Il y a, d'un côté, les faits que l'on peut établir grâce à la recherche et, de l'autre, le décideur public et la population. Le moment où un certain nombre de mesures dont le bien-fondé est reconnu sont prises correspond à celui où le besoin et l'acceptabilité se rejoignent. C'est toute la difficulté pour le décideur public. Je note à ce propos que le dialogue entre le chercheur et le décideur public reste en partie à inventer – les chercheurs ne savent pas toujours parler aux décideurs publics, qui eux-mêmes ne savent pas toujours exprimer parfaitement les objectifs qu'ils poursuivent. Quoi qu'il en soit, la ligne de crête est bien l'acceptabilité sociale.
Aucun gouvernement n'a jamais pensé qu'on pouvait séparer l'éducation, l'information et la prévention de la dissuasion et de la répression. Il faut agir sur les deux fronts. Nous le constatons aujourd'hui avec la vitesse : dès que la vitesse moyenne effective remonte de quelques kilomètres-heure, on en paye le prix ; lorsqu'elle diminue, les progrès s'amplifient rapidement. Prenons un autre exemple qui s'inscrit dans le débat des dernières semaines. Nous n'allons pas demander aux usagers la permission de leur appliquer la loi. Cependant, tout montre que, sauf consultation fréquente du compteur, le conducteur a une notion floue de sa vitesse. Je l'expérimente régulièrement : le tableau lumineux implanté à l'entrée de la commune bretonne où je passe mes vacances, qui m'indique ma vitesse en approche, est toujours riche d'enseignements pour moi ! La multiplication de ces signaux aux abords des agglomérations et des zones accidentogènes, ou encore aux fins de rappel sur les trajets longs, me semble donc utile. Mais si les usagers ne savent pas qu'ils s'exposent à une sanction, nous n'aboutirons à aucun résultat. En 2000, nous avions observé que plus de 50 % des usagers roulaient au-dessus des limites de vitesse, et cela sur toutes les catégories de routes ! La répression doit donc demeurer, mais il importe tout autant de créer un terreau favorable aux prises de conscience et aux changements de comportement. On en revient ici à la nécessité de rendre publiques les données sur les blessés graves.
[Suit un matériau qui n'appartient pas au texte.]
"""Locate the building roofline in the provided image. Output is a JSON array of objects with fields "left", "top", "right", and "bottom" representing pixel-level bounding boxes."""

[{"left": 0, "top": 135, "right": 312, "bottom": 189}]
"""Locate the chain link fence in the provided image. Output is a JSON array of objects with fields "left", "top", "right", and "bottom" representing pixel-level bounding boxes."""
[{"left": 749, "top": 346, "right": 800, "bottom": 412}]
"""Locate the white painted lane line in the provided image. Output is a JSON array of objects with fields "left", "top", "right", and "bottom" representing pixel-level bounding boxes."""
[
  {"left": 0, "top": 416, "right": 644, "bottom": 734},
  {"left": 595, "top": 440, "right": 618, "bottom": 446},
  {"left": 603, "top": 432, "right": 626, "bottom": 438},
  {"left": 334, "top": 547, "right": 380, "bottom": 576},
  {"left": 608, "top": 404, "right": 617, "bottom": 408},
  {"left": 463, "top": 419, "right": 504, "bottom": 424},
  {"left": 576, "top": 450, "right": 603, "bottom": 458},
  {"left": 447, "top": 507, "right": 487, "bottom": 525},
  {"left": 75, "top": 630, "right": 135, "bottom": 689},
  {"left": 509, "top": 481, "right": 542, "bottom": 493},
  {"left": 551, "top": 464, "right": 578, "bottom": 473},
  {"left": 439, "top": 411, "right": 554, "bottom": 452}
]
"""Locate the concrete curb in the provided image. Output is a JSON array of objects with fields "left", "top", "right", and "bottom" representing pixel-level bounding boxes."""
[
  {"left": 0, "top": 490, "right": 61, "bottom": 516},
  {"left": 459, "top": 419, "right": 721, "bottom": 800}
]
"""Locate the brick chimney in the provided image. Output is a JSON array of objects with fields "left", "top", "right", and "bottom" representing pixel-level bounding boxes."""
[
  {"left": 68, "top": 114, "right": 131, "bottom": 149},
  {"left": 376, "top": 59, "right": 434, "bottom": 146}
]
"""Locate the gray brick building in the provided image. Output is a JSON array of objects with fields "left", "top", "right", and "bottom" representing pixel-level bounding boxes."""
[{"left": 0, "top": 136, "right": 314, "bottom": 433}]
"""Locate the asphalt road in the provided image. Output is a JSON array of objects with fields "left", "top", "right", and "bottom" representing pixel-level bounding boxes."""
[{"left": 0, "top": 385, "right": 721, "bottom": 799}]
Agissons cependant à bon escient : je me suis toujours opposé – y compris auprès des agents agissant sous mon autorité – à l'installation de contrôles radars mobiles dans des lieux où il était prouvé que l'accidentalité était faible. Il m'est arrivé de refuser de prendre les résultats de ces contrôles en compte lorsqu'on n'avait pas obéi à mes instructions. En matière de contrôles, comme de limites de vitesse, on décrédibilise en effet l'appareil réglementaire si l'on ne se fonde pas sur l'accidentalité réelle.